Stools and urine are also something that you get desensitized to over time. Chong Chun Wie, a microbiome researcher at Monash University Malaysia in Subang Jaya, oversees stool-sample collection as part of his work on the human microbiome. His research looks at how the gut microbiome differs across ethnic groups9 in the region. Unlike Poyet and Groussin, he is not involved in fieldwork. Instead, bottles are sent to donors who deposit their samples at home, but there is still handling to be done in the lab.
“The more you do it, the more you just get used to it because it’s something you do routinely,” he says.
Your friends shape your microbiome — and so do their friends
Marissa Ledger, a medical microbiology resident at McMaster University in Hamilton, Canada, studies the history of parasite infections. Ancient fossilized poo samples — decayed organic components that resemble soil — can be incredibly valuable in archaeology and palaeontology. Ledger’s undergraduate training was in anthropology, studying skeletal remains. She soon learnt that studying parasites in preserved faecal matter is a better way to chronicle infectious diseases throughout human history, likening the fossilized stools to time capsules that can yield nuanced details about infections and diets in a community.

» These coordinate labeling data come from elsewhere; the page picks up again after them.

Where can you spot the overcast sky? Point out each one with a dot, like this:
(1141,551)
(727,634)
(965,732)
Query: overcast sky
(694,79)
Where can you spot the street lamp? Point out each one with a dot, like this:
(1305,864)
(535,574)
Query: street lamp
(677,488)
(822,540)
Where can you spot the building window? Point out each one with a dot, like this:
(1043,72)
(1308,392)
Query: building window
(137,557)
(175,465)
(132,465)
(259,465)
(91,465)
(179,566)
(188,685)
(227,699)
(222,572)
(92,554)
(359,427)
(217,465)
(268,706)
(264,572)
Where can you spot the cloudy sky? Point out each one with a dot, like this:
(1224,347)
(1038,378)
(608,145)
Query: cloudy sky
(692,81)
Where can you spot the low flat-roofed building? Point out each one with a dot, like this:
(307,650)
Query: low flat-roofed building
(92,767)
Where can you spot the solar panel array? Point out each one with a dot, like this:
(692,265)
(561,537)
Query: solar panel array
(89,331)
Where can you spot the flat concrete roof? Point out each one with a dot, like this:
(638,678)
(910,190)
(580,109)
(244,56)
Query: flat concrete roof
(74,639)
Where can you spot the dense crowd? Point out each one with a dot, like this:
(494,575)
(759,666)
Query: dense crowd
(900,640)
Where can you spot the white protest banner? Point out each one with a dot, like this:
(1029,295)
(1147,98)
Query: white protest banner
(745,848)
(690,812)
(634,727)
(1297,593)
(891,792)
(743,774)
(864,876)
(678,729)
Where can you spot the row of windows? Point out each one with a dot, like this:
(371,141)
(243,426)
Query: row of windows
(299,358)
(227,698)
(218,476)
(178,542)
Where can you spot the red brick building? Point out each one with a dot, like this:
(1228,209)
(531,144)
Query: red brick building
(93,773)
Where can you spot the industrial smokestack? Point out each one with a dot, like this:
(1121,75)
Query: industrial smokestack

“When I decided that I wanted to look at parasite infections, understanding that they should have been a huge contributor to disease in the past, I was more like, ‘That’s a really cool goal,” she says. “I never really kind of thought of it as gross until I had the response of people talking to me saying, ‘You study ancient poo? That’s crazy.’”
There’s a stronger cultural taboo towards poo than towards pee, observes Marine Legrand, an anthropologist at OCAPI, an interdisciplinary action and research programme in Paris that looks at ways of recycling human waste, such as by using urine as fertilizer. Although funding is available for research on faeces, it seems to be directed more towards medical than agricultural applications. “When we look for funds, it’s easier to find funds to work on pee than to work on poo.”